Low: Indecent Proposal (1993)
This movie and its massive box office success confounds me. Woody Harrelson and Demi Moore play a married couple having money problems that could vanish when rich, handsome sleaze Robert Redford offers them $1 million for one night with Demi. The screenplay by the great Amy Holden Jones wants to ask provocative questions but really just asks the one (What Would You Do?) and doesn't seem particularly interested in the possibilities of the answers. What's worse is that Lyne chooses to position the whole thing as a romantic fantasy. He has a good eye and the stars are all attractive so it looks very glossy and pretty, but it's about as a stupid and hollow as a movie like this can get. This is my least favorite entry in Adrian Lyne's mixed filmography.

High: Jacob's Ladder (1990)
Lyne's lone horror effort feels like a total departure from the rest of his work and manages to be one of the best and most original horror movies of the 1990s. Tim Robbins plays a Vietnam vet who begins experiencing nightmarish hallucinations that are growing increasingly worse and more frequent, leading to a startling discovery that blew my mind as a kid. While I'm not always one for trippy and hallucinogenic mindfuck horror, it's hard to deny the power of Jacob's Ladder in large part thanks to Robbins' performance and Lyne's atmospheric direction that goes for the throat both visually and emotionally. This is one of the only times I feel like the director's visual invention (honed during his background directing commercials) pays off. Apparently, 20 minutes had to be cut out after test audiences found the film too intense. I'd love to get my hands on that version.

Low: Deep Water (2022)
Lyne's return to cinema -- to the erotic thriller, no less -- after a 20 year absence was a welcome one, though the results were a letdown. Ben Affleck plays husband to Ana de Armas in a unique marital arrangement, but his increasing jealousy may or may not have driven him to murder. It was a bummer when it was announced that this was going to straight to streaming, but, having seen it, Deep Water feels exactly like a streamer, vanishing from memory even as it unfolds.

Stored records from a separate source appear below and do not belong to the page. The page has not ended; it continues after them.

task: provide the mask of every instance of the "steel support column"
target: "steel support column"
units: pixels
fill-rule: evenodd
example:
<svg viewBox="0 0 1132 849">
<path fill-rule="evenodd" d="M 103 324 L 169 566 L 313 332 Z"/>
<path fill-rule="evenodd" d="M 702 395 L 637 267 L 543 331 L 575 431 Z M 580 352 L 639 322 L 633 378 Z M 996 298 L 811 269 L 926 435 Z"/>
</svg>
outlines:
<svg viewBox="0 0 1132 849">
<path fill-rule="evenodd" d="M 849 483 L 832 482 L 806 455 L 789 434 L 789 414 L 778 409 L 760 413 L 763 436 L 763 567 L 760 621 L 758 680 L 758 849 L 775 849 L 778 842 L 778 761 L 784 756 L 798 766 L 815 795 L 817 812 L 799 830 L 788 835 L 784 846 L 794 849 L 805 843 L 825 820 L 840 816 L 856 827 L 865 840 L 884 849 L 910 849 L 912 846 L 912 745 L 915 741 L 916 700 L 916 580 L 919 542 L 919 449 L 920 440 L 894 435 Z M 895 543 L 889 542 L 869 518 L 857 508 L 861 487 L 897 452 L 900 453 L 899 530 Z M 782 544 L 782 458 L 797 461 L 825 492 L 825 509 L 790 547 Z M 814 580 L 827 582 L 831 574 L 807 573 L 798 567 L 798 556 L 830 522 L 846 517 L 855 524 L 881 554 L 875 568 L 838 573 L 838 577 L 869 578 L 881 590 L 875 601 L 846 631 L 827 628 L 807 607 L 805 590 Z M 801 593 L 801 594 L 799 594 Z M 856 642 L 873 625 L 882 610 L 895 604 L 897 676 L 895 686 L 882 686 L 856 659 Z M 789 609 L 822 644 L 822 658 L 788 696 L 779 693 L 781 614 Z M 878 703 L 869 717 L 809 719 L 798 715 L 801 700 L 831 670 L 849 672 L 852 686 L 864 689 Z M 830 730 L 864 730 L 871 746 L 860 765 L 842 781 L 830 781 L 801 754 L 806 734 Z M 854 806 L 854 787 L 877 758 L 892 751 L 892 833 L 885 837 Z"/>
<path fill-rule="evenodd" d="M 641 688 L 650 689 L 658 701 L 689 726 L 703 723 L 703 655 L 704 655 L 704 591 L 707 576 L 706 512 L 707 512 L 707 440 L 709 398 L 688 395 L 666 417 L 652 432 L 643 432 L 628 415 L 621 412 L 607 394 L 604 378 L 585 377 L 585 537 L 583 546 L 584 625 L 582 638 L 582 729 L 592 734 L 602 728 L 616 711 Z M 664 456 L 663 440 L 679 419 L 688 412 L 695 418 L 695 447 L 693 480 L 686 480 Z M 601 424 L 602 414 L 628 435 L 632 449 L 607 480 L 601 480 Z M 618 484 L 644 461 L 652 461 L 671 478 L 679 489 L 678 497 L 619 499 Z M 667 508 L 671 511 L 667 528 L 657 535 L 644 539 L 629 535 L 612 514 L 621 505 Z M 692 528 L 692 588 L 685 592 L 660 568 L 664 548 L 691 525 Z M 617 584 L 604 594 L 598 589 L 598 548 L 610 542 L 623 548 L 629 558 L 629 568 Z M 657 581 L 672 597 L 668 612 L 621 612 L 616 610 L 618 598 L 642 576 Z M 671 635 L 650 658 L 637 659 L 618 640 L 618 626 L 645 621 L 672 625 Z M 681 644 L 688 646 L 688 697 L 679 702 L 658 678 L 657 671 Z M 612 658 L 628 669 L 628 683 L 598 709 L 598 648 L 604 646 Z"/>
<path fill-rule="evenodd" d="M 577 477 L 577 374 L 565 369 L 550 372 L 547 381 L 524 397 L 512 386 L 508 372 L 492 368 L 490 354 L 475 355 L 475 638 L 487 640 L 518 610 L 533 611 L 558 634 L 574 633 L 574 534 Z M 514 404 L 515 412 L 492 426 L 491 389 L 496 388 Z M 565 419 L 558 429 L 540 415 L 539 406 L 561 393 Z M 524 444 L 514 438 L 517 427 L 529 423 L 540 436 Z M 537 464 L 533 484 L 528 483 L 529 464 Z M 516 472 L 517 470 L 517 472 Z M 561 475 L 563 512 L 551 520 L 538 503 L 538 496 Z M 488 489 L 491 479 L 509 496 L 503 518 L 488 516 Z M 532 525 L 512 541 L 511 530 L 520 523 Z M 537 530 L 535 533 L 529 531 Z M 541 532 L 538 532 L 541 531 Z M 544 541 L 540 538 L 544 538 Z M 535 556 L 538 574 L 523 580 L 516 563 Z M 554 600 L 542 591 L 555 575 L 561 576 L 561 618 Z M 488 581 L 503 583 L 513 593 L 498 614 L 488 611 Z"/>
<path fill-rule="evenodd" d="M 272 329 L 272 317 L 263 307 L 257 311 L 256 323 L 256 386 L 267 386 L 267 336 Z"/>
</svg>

Lyne's direction is flat, the stars generate little heat, and sex has been bled out of cinema to such a degree in the 2020s that even this "erotic thriller" feels sexless and chaste. 

High: Unfaithful (2002)
This was Adrian Lyne's last movie before Deep Water and it's the much better version of Deep Water. In fact, it's one of the director's best. A woman (Diane Lane in a career-best performance) has an affair and compromises her marriage to a nice but kind of dull man (Richard Gere). That's the setup to Unfaithful, but it doesn't tell the whole story, which I don't want to spoil here by going into details for those that haven't seen it. Like in his best work, Lyne invests in the emotions and interior lives of his characters in real and grounded way -- substance over style -- and Unfaithful begins as a very strong marital drama before taking a sharp turn into ThrillerTown. It remains one of my favorite Adrian Lyne movies.